The heatmap now focuses on the correlations between the target variables ('Target_1day', 'Target_5days', 'Target_30days') and other features in the dataset. Here’s what we can infer:

Certain features show a moderate to low level of correlation with the target variables.

  • It’s important to note that correlation does not imply causation, but it can give us an idea of which features might be useful in predictive modeling.

  • The correlations are relatively low, which is typical in financial datasets due to the complexity and unpredictability of stock price movements.

  • Next, let’s perform a time series analysis visualization. Given the financial nature of the data, it’s crucial to understand how certain key variables like 'Close', 'Volume', and technical indicators like 'RSI', 'MACD' change over time.

Time Series Analysis#

Let’s start by plotting all the stock performance plot foreach unique ticker to take a general insight on what we are studying.

import plotly.offline as pyo
pyo.init_notebook_mode(connected=True)
def plot_stock_performance(ticker, df):
    df_ticker = df[df['Ticker'] == ticker]

    fig = make_subplots(rows=2, cols=1, shared_xaxes=True,
                        vertical_spacing=0.1, subplot_titles=(f'{ticker} Stock Prices', f'{ticker} Volume'))

    fig.add_trace(go.Candlestick(x=df_ticker['Date'],
                                 open=df_ticker['Open'],
                                 high=df_ticker['High'],
                                 low=df_ticker['Low'],
                                 close=df_ticker['Close'],
                                 name='OHLC'), row=1, col=1)

    fig.add_trace(go.Bar(x=df_ticker['Date'], y=df_ticker['Volume'], name='Volume'), row=2, col=1)

    # layout
    fig.update_layout(title=f'Stock Performance for {ticker}', xaxis_rangeslider_visible=False)
    return fig

ticker_list = sorted(list(set(data["Ticker"])))
ticker_dropdown = widgets.Dropdown(
    options=ticker_list,
    value=random.choice(ticker_list), # Seleziona uno stock random all'inizio
    description='Ticker:',
)

def update_plot(ticker):
    fig = plot_stock_performance(ticker, data)
    fig.show()

interactive_plot = widgets.interactive(update_plot, ticker=ticker_dropdown)

display(interactive_plot)

Technical Indicators Analysis#

ROI Analysis#

timeframes = [
    "Percentage_Return_5days_before", 
    "Percentage_Return_15days_before", 
    "Percentage_Return_30days_before",
    "Percentage_Return_90days_before", 
    "Percentage_Return_180days_before",
    "Percentage_Return_360days_before",
]

# Melting the data for easier plotting
melted_data = data.melt(id_vars=['Ticker'], value_vars=timeframes, var_name='Timeframe', value_name='Return_Percentage')

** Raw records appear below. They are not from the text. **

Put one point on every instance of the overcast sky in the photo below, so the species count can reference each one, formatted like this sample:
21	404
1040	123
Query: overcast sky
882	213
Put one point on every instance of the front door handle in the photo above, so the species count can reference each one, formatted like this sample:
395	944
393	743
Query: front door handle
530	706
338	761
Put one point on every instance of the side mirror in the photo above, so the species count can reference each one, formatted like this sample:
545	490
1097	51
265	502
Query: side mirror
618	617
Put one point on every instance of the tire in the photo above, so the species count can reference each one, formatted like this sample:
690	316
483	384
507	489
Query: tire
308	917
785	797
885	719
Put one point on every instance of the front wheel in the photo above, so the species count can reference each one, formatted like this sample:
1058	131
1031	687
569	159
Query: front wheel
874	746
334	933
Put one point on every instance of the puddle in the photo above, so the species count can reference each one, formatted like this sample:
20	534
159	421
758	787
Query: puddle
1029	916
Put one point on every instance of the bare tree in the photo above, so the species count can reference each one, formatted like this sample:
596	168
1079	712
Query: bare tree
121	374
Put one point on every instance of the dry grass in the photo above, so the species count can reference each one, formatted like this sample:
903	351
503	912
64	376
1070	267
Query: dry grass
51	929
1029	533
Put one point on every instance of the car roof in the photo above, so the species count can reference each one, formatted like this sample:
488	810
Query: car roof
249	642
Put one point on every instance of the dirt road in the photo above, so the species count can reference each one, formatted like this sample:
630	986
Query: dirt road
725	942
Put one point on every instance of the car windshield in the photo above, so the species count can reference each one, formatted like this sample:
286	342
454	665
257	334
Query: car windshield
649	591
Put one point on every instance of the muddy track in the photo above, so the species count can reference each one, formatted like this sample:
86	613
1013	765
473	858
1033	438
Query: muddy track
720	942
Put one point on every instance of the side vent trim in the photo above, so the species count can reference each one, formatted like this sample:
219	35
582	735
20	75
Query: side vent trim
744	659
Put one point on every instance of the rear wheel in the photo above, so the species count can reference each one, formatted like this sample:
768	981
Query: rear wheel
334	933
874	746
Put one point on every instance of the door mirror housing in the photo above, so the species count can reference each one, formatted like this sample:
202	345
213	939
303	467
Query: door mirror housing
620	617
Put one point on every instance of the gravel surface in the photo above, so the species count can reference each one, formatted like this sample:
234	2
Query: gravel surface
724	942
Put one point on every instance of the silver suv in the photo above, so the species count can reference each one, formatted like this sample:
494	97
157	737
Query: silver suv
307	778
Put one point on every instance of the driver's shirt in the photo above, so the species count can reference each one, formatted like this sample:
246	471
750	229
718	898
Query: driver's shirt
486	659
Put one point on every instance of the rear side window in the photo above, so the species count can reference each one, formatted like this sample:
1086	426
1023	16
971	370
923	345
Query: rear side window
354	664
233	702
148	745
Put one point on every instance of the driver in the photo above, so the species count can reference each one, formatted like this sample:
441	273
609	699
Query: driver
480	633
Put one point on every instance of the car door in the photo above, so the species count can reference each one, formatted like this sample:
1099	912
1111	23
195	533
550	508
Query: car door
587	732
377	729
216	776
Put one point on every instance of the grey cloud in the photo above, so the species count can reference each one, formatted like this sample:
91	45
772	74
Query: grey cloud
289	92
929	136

plt.figure(figsize=(30, 20))
sns.boxplot(x='Timeframe', y='Return_Percentage', hue='Ticker', data=melted_data)
plt.title('Distribution of Returns Over Different Timeframes for All Stocks', fontsize=24)
plt.xlabel('Timeframe', fontsize=22)
plt.ylabel('Return Percentage (%)', fontsize=22)
plt.xticks(rotation=45, fontsize=20)
plt.yticks(fontsize=20)
plt.legend(title='Stock Ticker', loc='upper right', fontsize=18)
plt.grid(axis='y')
plt.show()
../_images/abad108df798b3ab072e7141f668edc7d72ef4a31cd9ae0e629cacf25e2b99c0.png

The boxplot suggests the following:

  • Return Distribution: The interquartile range (IQR) in the boxplots indicates the middle 50% of returns for each stock and timeframe, which is useful for assessing the typical return dispersion.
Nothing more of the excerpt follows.